The National Highway Traffic Safety Administration (NHTSA) said on Friday it is streamlining the process for reviewing petitions by automakers seeking to deploy self-driving vehicles without traditional human controls such as steering wheels, brake pedals, or mirrors, in an effort to speed up the adoption of autonomous driving technologies.
NHTSA currently has the authority to approve up to 2,500 such vehicles per manufacturer each year, but the agency has been criticized for taking years to act on some exemption requests. The new approach is aimed at accelerating decisions and reducing regulatory bottlenecks.
“The exemption process has been bogging developers down in unnecessary red tape that makes it impossible to keep pace with the latest technologies,” U.S. Transportation Secretary Sean Duffy said in a statement.
To qualify for an exemption, manufacturers must demonstrate that their vehicles without human controls meet equivalent safety standards and that the deployment is in the public interest. Automakers have voiced concerns over the long review periods, which have hindered commercial testing and deployment.
General Motors first petitioned the agency in 2018 to deploy up to 2,500 driverless vehicles annually but withdrew the request in 2020. A renewed petition filed in 2022 was also withdrawn last October. The company later announced it would pause investment in its Cruise self-driving unit following an incident in which one of its robotaxis injured a pedestrian.
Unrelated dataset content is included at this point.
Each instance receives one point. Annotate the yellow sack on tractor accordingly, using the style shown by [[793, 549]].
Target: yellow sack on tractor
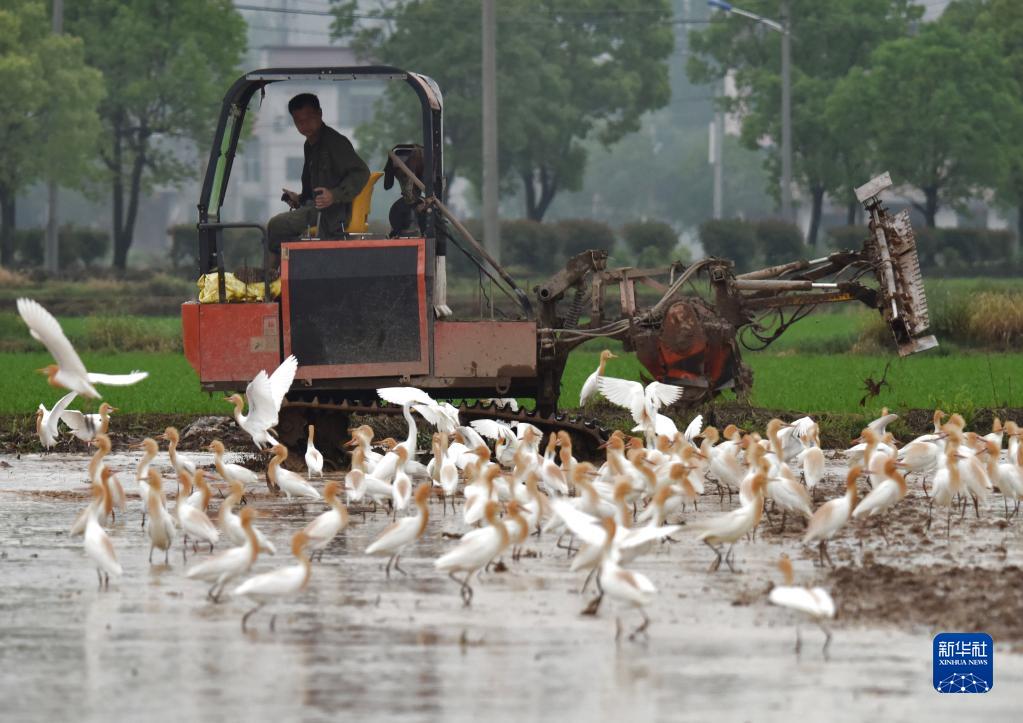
[[234, 288]]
Ford Motor similarly withdrew a petition filed in 2021 after discontinuing its Argo AI autonomous vehicle project in 2022.
The Biden administration’s announcement comes amid broader efforts to foster competitiveness in autonomous vehicle technologies, particularly against Chinese automakers. In April, federal officials proposed easing certain safety reporting rules and exempting some autonomous vehicles from standard requirements.
Tesla, meanwhile, plans to launch a public robotaxi service starting June 22, according to CEO Elon Musk. These vehicles will still include human controls. NHTSA confirmed it has sent a letter to Tesla requesting further information on the plan.
The agency said its revised framework will support innovation while maintaining the highest safety standards for the public.